# how many mice can live together



## tinktinktinkerbell (Nov 15, 2008)

sadly we lost our girl perry last night 

we dont want the two girls left to risk being the only one left so me and my OH have decided to get another two mice, now the dilemma is if 3 are left at the pet shop so we have i discussed getting all 3 (if there are 3 left)

my question is though, how big can a group of girl mice be? would 5 be too many?


----------



## Ratty man (Apr 15, 2012)

Well I have 6 female mice together but they are mother and 5 daughters.

They get on really well but most female mice do, it's the males who can be a problem.


----------



## Guest (Aug 21, 2012)

The group can be as big as they want so long as there is enough space  Have you thought about going to a good breeder or rescue instead of the petshop tho?


----------



## thedogsmother (Aug 28, 2008)

I have had a group of up to 11, I have a single male and a group of 8 (1 neutered male and his harem ) at the moment if you are adding to a larger group sometimes intros can be harder but 3 is a nice number to add, adding 1 new mouse seems to be harder for some reason. Im so sorry to hear about Perry though.


----------



## tinktinktinkerbell (Nov 15, 2008)

B3rnie said:


> The group can be as big as they want so long as there is enough space  Have you thought about going to a good breeder or rescue instead of the petshop tho?

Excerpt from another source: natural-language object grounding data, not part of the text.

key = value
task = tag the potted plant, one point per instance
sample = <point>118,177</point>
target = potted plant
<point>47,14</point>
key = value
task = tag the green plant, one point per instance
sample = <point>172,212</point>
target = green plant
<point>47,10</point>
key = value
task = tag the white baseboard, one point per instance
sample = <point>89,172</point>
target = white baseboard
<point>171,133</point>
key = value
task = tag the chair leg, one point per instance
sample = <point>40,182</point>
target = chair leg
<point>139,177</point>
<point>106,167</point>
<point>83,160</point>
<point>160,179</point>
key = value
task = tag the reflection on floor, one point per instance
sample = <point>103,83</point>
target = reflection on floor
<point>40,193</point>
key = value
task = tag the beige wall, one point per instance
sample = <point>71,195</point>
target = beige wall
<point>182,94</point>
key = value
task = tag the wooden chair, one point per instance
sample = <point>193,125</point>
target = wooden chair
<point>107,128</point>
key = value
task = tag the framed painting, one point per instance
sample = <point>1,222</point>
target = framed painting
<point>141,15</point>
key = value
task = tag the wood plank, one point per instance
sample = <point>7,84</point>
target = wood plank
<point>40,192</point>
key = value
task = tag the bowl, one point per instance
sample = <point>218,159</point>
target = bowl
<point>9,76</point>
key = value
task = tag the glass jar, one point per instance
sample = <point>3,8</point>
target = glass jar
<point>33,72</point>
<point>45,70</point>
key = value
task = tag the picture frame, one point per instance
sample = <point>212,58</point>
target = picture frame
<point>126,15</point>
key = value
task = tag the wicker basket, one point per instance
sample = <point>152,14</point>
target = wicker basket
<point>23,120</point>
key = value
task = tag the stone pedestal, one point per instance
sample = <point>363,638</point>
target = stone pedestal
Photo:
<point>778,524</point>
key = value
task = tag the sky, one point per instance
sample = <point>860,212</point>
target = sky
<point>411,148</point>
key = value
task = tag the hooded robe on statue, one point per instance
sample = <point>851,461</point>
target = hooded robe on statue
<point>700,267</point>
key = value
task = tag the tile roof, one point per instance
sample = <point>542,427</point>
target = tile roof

i would do that but we have none anywhere near us and no way to travel to pick the mice up


----------



## spoiled_rat (Mar 24, 2008)

Where abouts are you? I have had rats from the other end of country before now through rat trains and there is similar with mice too.


----------



## tinktinktinkerbell (Nov 15, 2008)

im in the north east


----------



## DwarfHam (Jun 30, 2012)

I have had 8 of dwarf hamsters


----------